Il y avait , ces étés au bord de mer, Saint Jean de Luz, ses bals joyeux où tu dansais, pleine de vie. Soixante dix étés. Nos clichés, les contrechamps, sur le dos des vagues. Il y avait les Tourterelles sur les bancs. Il n'y aura plus. 19 heures 28. Je suis assis à coté de toi. Je tends ce verre d'eau que tu bois, péniblement. Tu m'as supplié Madeleine. Tu m'as fait promettre. Et je ne pouvais pas trahir ce qui à scellé notre vie commune. Cet amour, cette confiance aveugle et sans faille. Tu as rendu ma vie si merveilleuse; comment me défiler finalement? Je n'ai pas d'autre choix. Tu peux en être sûre; je ne serai pas lâche. Puisque j'ai promis. Madeleine, ma seule, mon unique. Photographies; nos enfants, nos amis, entre tes mains, ces moments que tu cueillais délicatement dans ton Nikon. Les Tourterelles que tu adorais prendre en photo indéfiniment. Moi je te regardais. On ne le sait pas quand le bonheur est avec nous. On ne le voit pas. J'effeuille notre histoire à présent qu'il est temps de tout mettre au passé, puisque je ne sais plus quoi faire , puisque je tourne en rond, puisque je deviens fou. Demain ils me jugeront parce que ils ne savent pas.

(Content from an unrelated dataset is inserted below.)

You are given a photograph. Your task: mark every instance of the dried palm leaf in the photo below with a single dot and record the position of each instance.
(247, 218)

Y ' a pas de vérité sous des yeux fermés. Y 'a plus que mon vieux cœur qui tremble, lui il t'aime tant.
Qui donc à retenu la mer avec des portes, quand elle jaillit du sein de l'abîme ; quand je fis de la nuée son vêtement, et l'enveloppai de nuages pour lui servir de langes?

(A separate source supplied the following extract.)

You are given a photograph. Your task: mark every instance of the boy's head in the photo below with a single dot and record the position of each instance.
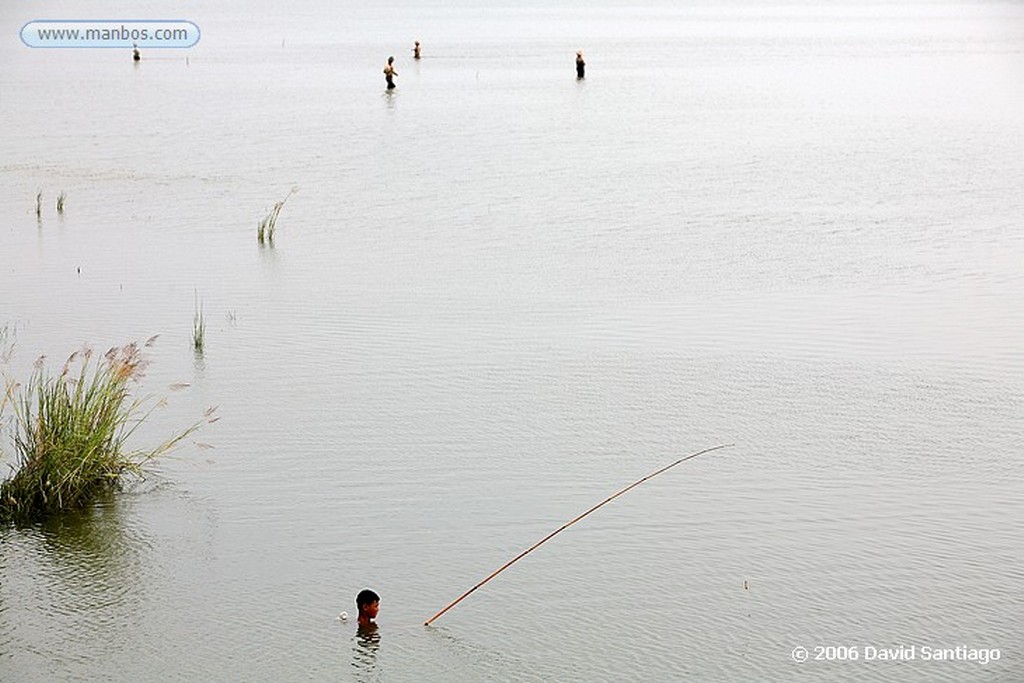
(368, 602)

Reste là près de moi , accroche toi à moi. A nous. Tu peux serrer ma main tant que tu voudras; je resterai là. On ne choisis pas de venir au monde mais nous avons un droit exclusif sur notre propre vie quand notre capacité à endurer la souffrance s'est épuisée. Que reste t-il alors de la vie quand la vie n'y est plus? Tu sais Madeleine, c'est tellement difficile de comprendre que tu as raison et que je ne peux pas me débiner. J'ai froid et j'ai peur. Madeleine, ton prénom je voudrais le prononcer encore longtemps. Les mots sont faciles. Les mots, comme des canons, comme le peloton. Je t'aime tant.
Voilà je suis paré pour les affronter demain. Quand la foule me jettera des pierres, moi c'est encore à toi que je penserai. 20 heures 13; il y a la pendule, ces murs terribles qui se referment sur moi et m'étranglent. Ce ciel qui n'est plus le ciel. La télé; je ne supporte pas. La radio non plus, rien, ni même le silence. Madeleine, j'ai mal de savoir que tu pars. Sans toi, il ne me reste plus qu'une seule chose à attendre; te rejoindre. C'était notre ultime promesse. Notre dernier accord. Cent pas, encore et encore, partout dans cet appartement qui se recroqueville sur moi. Les minutes deviennent des heures. Je serre ta main. J'embrasse ton front. Tu me dis «J'ai besoin de toi». Je suis là Madeleine. De mes mains, de tout cet amour qui nous lie, je puiserai la force de soulager cet enfer que tu ne peux plus supporter. Cet odieux calvaire qui te dévisage. Je ne peux plus non plus, te voir souffrir. Je ne veux pas être coupable de cette impuissance où les douleurs te lacèrent. Rien au monde ne saurait être pire cruauté. Te regarder souffrir des heures entières et continuer ma vie. NON! Qui peut croire en cette solution? En cet aveu infâme et animal. L'homme n'est- il pas de l'espèce ultime? Faim de vie tant que la vie ne brûle pas. Je tremble et j'ai froid Madeleine. De nos deux vies heureuses et conjuguées à l'infini, il restera quoi demain matin quand je serai défait? Un grand vide glacial? Nos enfants seront là, ils me soutiendront. Ils diront que j'ai eu raison. Toi tu ne seras plus là, et moi je ne serai plus rien. Non le bonheur ne se voit pas lorsqu'il nous entoure.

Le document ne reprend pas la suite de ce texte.